MORE PEOPLE die from lung cancer every year – about 160,000 – than any other, including cancers of the breast, prostate, blood, skin, colon and rectum combined.
The best solution? Quit tobacco use and quit smoking. You may be surprised to know that quitting has immediate benefits. Within hours, the level of carbon monoxide in your blood begins to decrease. Heart rate and blood pressure, which go up while smoking, return to normal. And within the next weeks or months, you cough and wheeze less, while enjoying an improved sense of smell, which means food will taste better.
In the long term, quitting helps reduce your risk of premature death – a 90 percent risk reduction if you quit by age 30, and a 50 percent risk reduction for those who quit by age 50, according to the National Cancer Institute.
TO HELP QUIT tobacco use, my colleagues and I at the Georgia Health Sciences University Cancer Center recommend two strategies that can double your chance of success:
• Behavioral skills training. Resources including your physician, hotlines – Georgia’s is (877) 270-7867 – and support groups can provide advice and support on tobacco cessation.
• Medications. Nicotine replacement, available as patches or gums, can help overcome tobacco addiction over time. Another option is medication that targets nicotine receptors in the brain. (Talk to your doctor for more information.)

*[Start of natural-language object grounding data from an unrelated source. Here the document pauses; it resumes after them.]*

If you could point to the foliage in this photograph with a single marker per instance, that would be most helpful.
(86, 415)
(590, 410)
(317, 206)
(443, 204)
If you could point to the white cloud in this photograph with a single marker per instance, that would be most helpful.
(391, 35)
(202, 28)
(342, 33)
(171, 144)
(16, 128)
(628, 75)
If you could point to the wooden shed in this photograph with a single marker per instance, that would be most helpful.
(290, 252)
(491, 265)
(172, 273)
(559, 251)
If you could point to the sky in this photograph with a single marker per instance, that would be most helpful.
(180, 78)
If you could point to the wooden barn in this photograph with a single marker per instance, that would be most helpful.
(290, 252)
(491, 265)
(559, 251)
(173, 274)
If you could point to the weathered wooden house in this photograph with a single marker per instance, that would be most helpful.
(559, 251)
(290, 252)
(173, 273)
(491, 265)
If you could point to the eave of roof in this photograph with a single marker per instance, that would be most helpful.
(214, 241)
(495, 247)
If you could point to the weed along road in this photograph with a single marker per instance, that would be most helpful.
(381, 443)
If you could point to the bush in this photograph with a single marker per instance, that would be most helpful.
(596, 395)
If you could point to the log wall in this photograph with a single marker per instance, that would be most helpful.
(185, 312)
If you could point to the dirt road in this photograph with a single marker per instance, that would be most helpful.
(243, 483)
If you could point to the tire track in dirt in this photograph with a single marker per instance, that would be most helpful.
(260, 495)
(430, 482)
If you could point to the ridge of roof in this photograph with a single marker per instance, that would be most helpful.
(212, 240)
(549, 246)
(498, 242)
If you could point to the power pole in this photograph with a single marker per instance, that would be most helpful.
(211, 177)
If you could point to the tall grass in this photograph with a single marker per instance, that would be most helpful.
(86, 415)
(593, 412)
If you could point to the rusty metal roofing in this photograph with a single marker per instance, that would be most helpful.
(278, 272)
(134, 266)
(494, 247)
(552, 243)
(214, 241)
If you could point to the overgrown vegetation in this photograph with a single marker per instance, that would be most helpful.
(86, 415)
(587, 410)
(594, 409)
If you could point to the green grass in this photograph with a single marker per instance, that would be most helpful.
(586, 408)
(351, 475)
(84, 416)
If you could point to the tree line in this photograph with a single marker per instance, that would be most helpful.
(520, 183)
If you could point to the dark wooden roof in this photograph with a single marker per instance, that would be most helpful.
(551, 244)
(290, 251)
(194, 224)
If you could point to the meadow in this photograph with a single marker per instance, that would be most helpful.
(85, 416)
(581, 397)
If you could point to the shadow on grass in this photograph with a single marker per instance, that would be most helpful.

But because lung cancer still affects 40 percent of ex-smokers and 10 percent of those who have never smoked, research must remain an important focus. Lung cancer continues to lag in research funding. At least double the amount of research dollars (including $631 million in National Cancer Institute funding in 2010 alone) targets breast cancer. Better funding means better treatment.
IF WE ARE to improve the health of Georgians, smoking and tobacco cessation must be at the top of our to-do list. On the state and national level, we need more research funding. These additional dollars can yield new therapies that will reduce the number of deaths from lung cancer, and develop more community prevention strategies.
On a personal level, education is nothing without action. Parents and caregivers, we encourage you to serve as healthy role models so your children never start smoking. If you do smoke, we invite you to take the first step in quitting: Call your doctor, call Georgia’s free quit line or, if you’re ready, throw away that pack. Please take this step today, for better health and better quality of life for you and your family.
(The writer is director of the Georgia Health Sciences University Cancer Center, and has more than 22 years’ experience in cancer research and treatment, including in the Cancer Vaccine Section at the National Cancer Institute.)